If the broad name is forward-looking, document the planned scope in the PR description so the name is justified. Otherwise, rename it to match the current contents (e.g. MakeDateAndIntervalUtils).

@gengliangwang gengliangwang force-pushed the SPARK-56915-make-date-interval branch from 9ddcf71 to c13127e Compare May 18, 2026 21:57
@gengliangwang
Copy link
Copy Markdown
Member Author

Addressed in c13127e, thanks @viirya:

  • Class renamed DateTimeConstructorUtilsMakeDateAndIntervalUtils. The new name matches the current contents (only makeDateExact + makeIntervalExact) and avoids the magnet-class risk you flagged. If future PRs add more constructor-style helpers, we can rename again at that point.
  • makeDateExact javadoc tightened to clarify it only catches the DateTimeException thrown by LocalDate.of(...) for invalid year/month/day. Anything else (e.g. the ArithmeticException from DateTimeUtils.localDateToDays's internal toIntExact on day-count overflow) propagates to the caller unchanged.
  • secFrac fallback fixed. Replaced both branches' sec.getOrElse("…") (the non-ANSI's "0" was the wrong Java type anyway) with sec.get plus a comment noting that MakeInterval always passes 7 children — the auxiliary this(…) constructors fill missing slots with Literal(0) / Literal(Decimal(0, …)), so SeptenaryExpression.nullSafeCodeGen always provides Some(…) to the lambda.

PTAL.

* the user-facing {@code ansiDateTimeArgumentOutOfRange} /
* {@code arithmeticOverflowError}.
*/
public final class MakeDateAndIntervalUtils {
Copy link
Copy Markdown
Contributor

Choose a reason for hiding this comment

The reason will be displayed to describe this comment to others. Learn more.

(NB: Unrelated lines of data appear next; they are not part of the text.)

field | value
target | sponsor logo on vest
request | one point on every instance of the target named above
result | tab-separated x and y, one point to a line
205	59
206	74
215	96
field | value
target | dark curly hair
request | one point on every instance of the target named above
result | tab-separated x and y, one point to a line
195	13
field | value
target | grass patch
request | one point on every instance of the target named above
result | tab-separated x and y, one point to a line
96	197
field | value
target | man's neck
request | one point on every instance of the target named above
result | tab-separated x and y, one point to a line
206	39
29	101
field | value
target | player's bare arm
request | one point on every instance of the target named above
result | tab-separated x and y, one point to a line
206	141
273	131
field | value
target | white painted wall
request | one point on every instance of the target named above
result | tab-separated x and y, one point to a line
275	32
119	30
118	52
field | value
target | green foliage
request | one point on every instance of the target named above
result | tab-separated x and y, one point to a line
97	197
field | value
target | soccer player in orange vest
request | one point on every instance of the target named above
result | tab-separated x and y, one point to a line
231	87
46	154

There are many similar PRs ongoing, do we have a plan for adding and consolidating these util java functions? I feel the current one-expression-one-java-class approach is a bit overkill, shall we group them?

…mode

### What changes were proposed in this pull request?

Introduce `DateTimeConstructorUtils.java` with two static helpers:
* `makeDateExact(int year, int month, int day)`: wraps
  `LocalDate.of(...) + DateTimeUtils.localDateToDays(...)` in the
  `ansiDateTimeArgumentOutOfRange(DateTimeException)` try/catch.
* `makeIntervalExact(int years, int months, int weeks, int days,
  int hours, int mins, Decimal secs)`: wraps `IntervalUtils.makeInterval`
  in the `arithmeticOverflowError(message, "", null)` try/catch.

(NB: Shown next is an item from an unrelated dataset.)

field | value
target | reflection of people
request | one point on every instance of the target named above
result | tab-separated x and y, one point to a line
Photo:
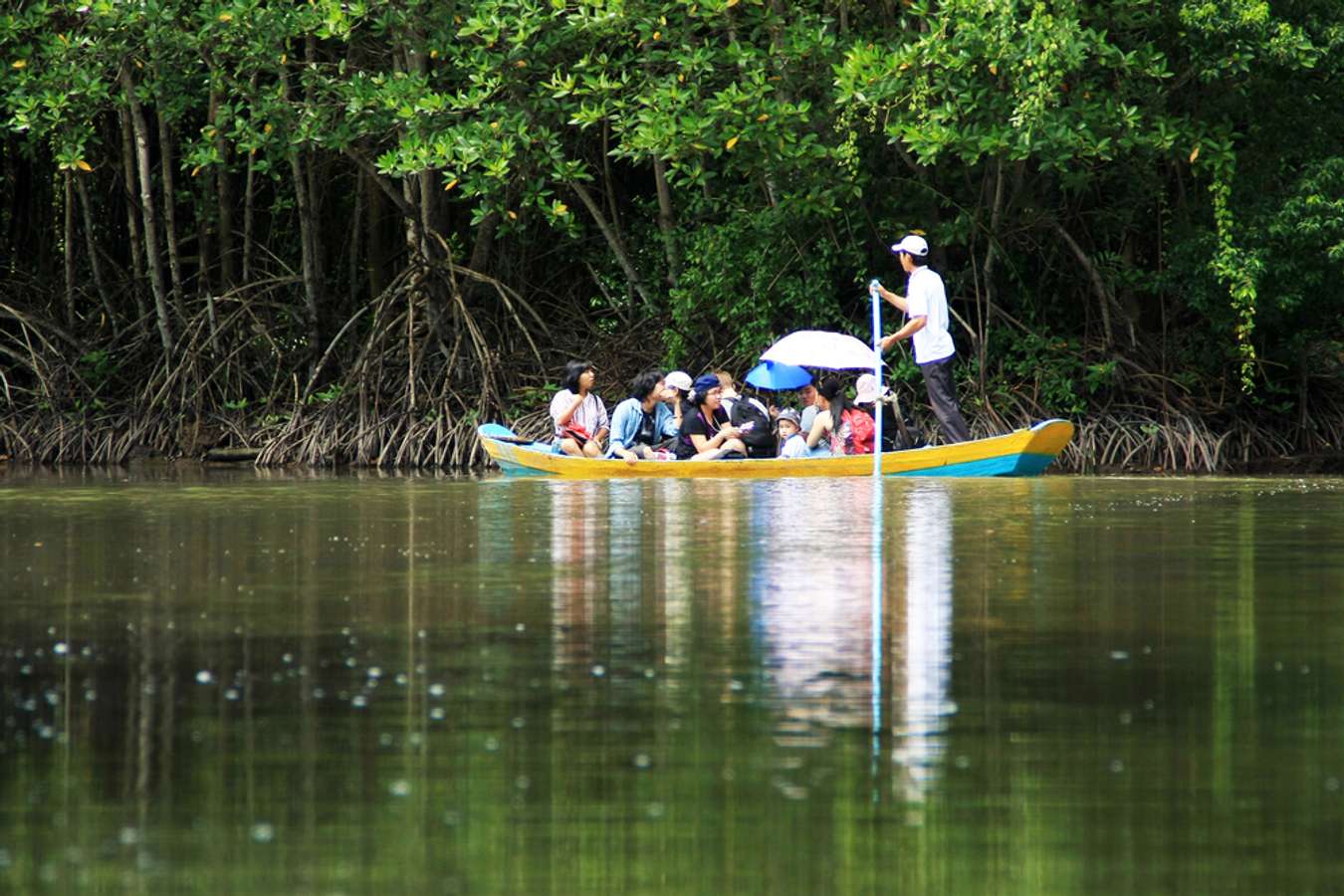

`datetimeExpressions.MakeDate` and `intervalExpressions.MakeInterval`
delegate to the helpers in their `failOnError = true` codegen + eval
paths. The non-ANSI branch keeps the inline `try/catch -> null` form
because it sets `isNull = true` on failure.

### Why are the changes needed?

Part of SPARK-56908 (umbrella). The 7-line try/catch wrapper that maps
`DateTimeException` / `ArithmeticException` to the user-facing ANSI
error was emitted inline in `doGenCode`; the helper collapses it to a
single call per call site without losing the wrapped exception's
message (no `QueryContext` argument is involved, so this PR introduces
no per-row `references[]` regression).

### Does this PR introduce _any_ user-facing change?

No. The compiled behavior is identical; only the emitted Java source
text changes.

### How was this patch tested?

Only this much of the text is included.